Mesmerism had promise. According to accounts of popular demonstrations and parlor séances of the 1830s through the 1850s, a subject in mesmeric sleep was immune to external stimuli; she (and it was often a girl or woman) couldn’t feel the pain of needles pricking her skin, smell pungent salts held under her nose, taste vinegar poured into her mouth, or hear someone screaming in her ear. Her only sensory input came from that of her (almost always male) operator. If a man could manipulate the vital fluid German physician Anton Mesmer claimed existed in the human body through passing his hands over a woman’s body, the possibilities were endless. Advocates insisted surgeons could use mesmerism as an anesthetic — an appreciable innovation in the years before ether.1 Sugar planter and mesmerist Charles Poyen advocated its use as a management tool on the plantation and in the factory. Others hoped to solve crimes, diagnose disease, or allow subjects to visit faraway places without leaving home.
But if mesmerism could entertain, anesthetize, and control, its promise was inextricable from its danger. Mesmerism transferred power over female bodies from protective male relatives to operators, threatening early nineteenth-century gendered constructs of virtue and honor.

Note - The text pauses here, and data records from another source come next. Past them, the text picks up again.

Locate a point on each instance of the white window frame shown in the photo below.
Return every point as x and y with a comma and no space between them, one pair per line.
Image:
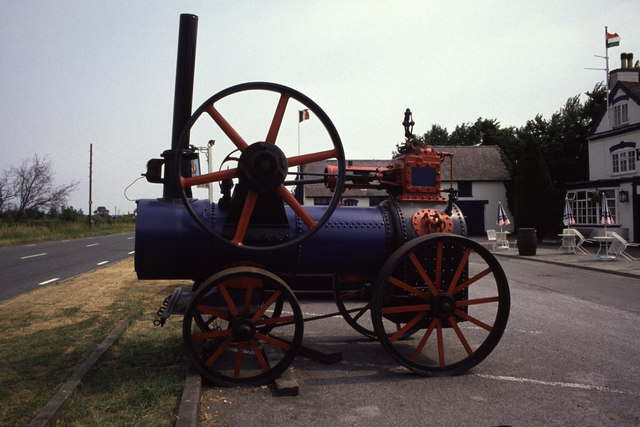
623,161
586,210
621,114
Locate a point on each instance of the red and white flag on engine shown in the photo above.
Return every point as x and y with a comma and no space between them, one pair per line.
612,39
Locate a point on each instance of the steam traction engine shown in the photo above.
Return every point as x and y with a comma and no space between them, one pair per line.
402,271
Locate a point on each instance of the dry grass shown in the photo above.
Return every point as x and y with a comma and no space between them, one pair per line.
47,333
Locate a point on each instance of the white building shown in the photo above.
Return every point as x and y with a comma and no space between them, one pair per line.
614,158
478,173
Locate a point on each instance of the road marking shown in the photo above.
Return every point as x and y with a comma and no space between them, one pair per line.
554,383
33,256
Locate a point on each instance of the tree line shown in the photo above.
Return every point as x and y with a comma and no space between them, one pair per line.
28,191
542,156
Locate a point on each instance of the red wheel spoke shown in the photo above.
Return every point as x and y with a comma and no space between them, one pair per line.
296,206
225,294
477,301
405,308
236,371
277,119
460,335
226,128
314,157
408,326
475,278
423,273
473,320
456,276
245,216
216,313
259,356
283,345
209,335
438,265
407,287
424,339
361,312
218,352
252,282
275,320
265,306
440,343
352,294
208,177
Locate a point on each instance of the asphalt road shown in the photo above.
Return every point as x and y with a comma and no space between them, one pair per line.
29,267
569,356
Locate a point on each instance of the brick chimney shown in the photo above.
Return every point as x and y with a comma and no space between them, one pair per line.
626,72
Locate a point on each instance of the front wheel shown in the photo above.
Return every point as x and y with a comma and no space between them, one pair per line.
259,327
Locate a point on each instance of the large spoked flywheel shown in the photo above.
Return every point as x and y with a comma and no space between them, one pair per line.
452,292
259,121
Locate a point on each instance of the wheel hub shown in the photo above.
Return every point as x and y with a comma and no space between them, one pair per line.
443,305
263,166
243,329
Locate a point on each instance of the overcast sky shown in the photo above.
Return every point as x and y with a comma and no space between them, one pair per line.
103,72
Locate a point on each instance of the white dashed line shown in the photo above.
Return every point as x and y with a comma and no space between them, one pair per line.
33,256
554,383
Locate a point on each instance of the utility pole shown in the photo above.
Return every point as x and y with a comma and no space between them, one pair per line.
90,182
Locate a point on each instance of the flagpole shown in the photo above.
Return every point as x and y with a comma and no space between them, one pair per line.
606,71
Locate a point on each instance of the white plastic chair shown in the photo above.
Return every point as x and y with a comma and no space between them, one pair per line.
619,246
580,240
491,236
568,241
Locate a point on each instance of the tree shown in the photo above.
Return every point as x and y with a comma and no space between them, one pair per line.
6,192
33,188
535,199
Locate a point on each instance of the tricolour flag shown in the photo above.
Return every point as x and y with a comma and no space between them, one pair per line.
613,39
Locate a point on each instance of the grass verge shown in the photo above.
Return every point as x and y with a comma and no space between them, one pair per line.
49,332
20,234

This anxiety over mesmerism’s questionable propriety played out in American newspapers. An 1839 article dismissed the practice, explaining:
Suppose it be true:—and see the consequences. By a single wave of the hand, we deprive a female of all sense, and throw her into such a profound sleep that the teeth may be pulled out of her head without the slightest consciousness on her part. Should such a power on the one side, and such susceptibility on the other, be once established, no female in the realm, however high or low her station, would be one day safe from the machinations of the wicked and licentious! In short, the whole foundations of society would be broken up, and every fence of virtue and honor would be levelled in the dust!

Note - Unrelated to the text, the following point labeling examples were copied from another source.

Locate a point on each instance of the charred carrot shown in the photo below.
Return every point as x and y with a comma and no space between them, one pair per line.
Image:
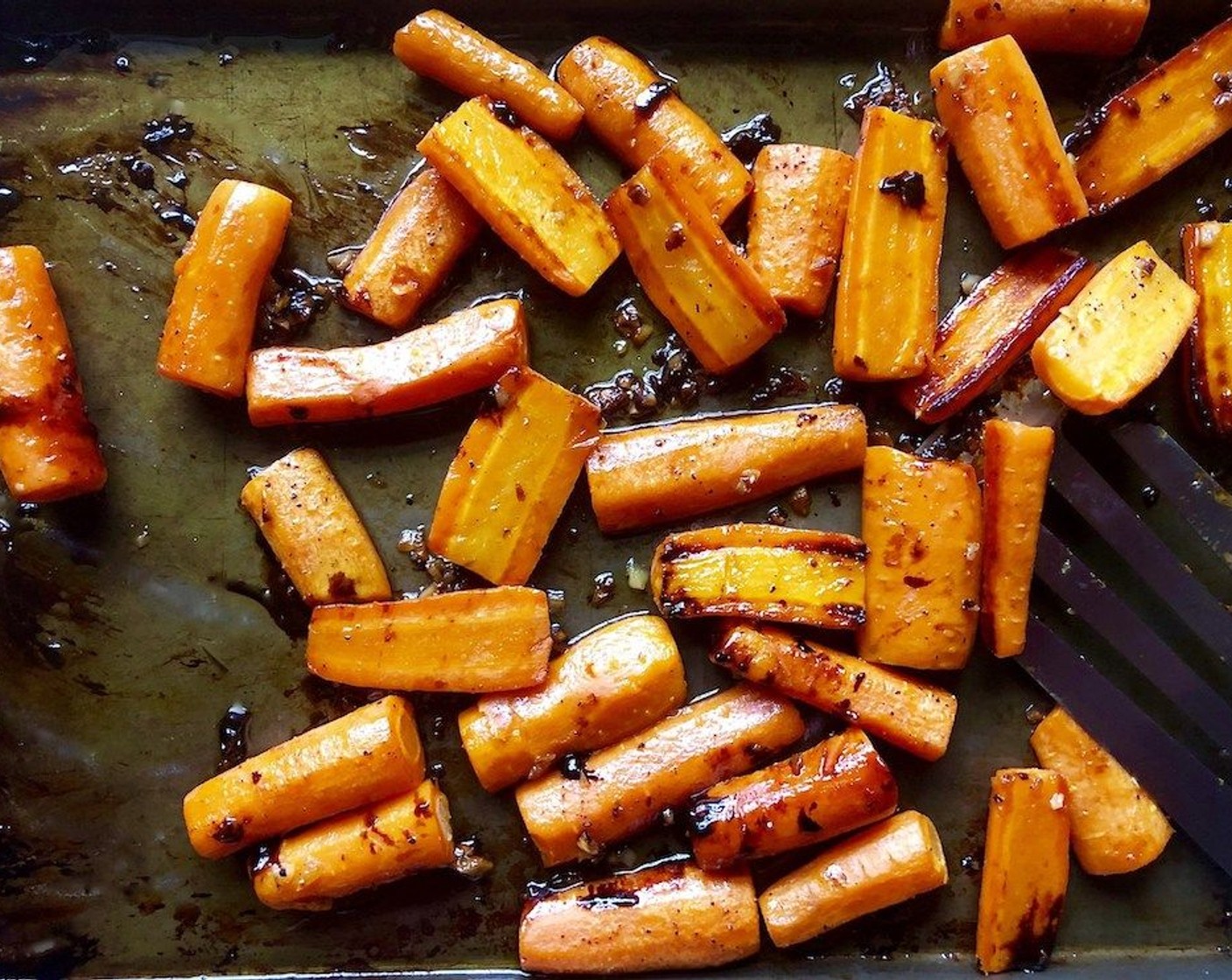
921,525
364,848
360,759
444,50
622,789
610,683
466,352
471,641
637,114
890,863
418,241
510,479
676,470
796,220
664,917
314,530
48,449
218,283
886,308
906,712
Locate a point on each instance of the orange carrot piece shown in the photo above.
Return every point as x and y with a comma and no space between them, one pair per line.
466,352
676,470
796,220
624,788
314,531
886,308
444,50
471,641
512,477
663,917
360,759
610,683
418,241
218,283
48,449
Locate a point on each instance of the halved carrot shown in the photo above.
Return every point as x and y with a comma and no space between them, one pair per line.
512,476
218,283
444,48
622,789
314,531
674,470
526,192
472,641
360,759
612,682
886,310
636,114
419,238
466,352
48,449
663,917
796,220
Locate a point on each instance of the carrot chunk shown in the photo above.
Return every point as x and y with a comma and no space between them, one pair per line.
48,449
218,283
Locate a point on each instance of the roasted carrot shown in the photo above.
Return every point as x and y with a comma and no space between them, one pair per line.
360,759
444,50
663,917
761,570
526,192
1162,120
512,476
465,352
472,641
813,795
988,100
314,530
621,789
796,219
906,712
612,682
1017,460
419,238
890,863
886,308
676,470
689,269
1026,872
921,525
1114,823
637,114
988,331
364,848
1117,334
218,283
1107,29
48,449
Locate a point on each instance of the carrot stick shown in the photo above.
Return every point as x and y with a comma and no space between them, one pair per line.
676,470
48,449
360,759
664,917
624,788
418,241
465,352
443,48
610,683
359,850
472,641
218,283
314,530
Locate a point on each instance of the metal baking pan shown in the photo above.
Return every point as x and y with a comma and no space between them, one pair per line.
130,621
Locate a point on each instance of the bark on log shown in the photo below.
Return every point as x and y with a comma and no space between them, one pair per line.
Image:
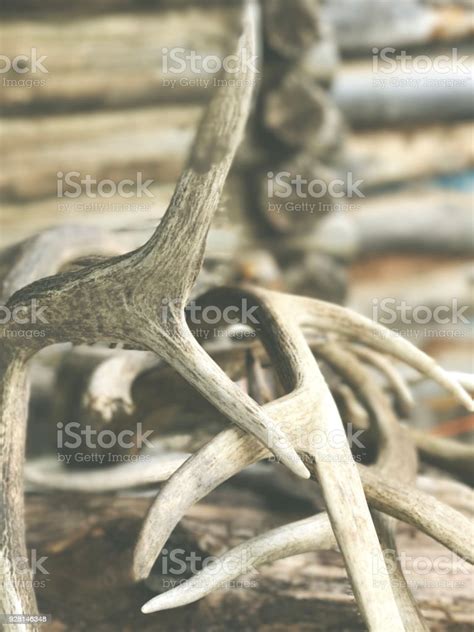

If mesmerism worked as advertised, its power imbalance created too much opportunity for abuse. The practice was a threat to every woman, and the men who should protect them.
An article in the medical journal The Lancet echoed this sentiment. It noted that mesmerism “acts most intensely on nervous and impressionable females,” and asked, “What father of a family, then, would admit even the shadow of a mesmeriser within his threshold? Who would expose his wife, or his sister, his daughters, or his orphan ward, to contact of an animal magnetiser?” Because of the threat mesmerism posed to women, The Lancet recommended honorable men shun its practitioners as if they were “the uncleanest of the unclean.”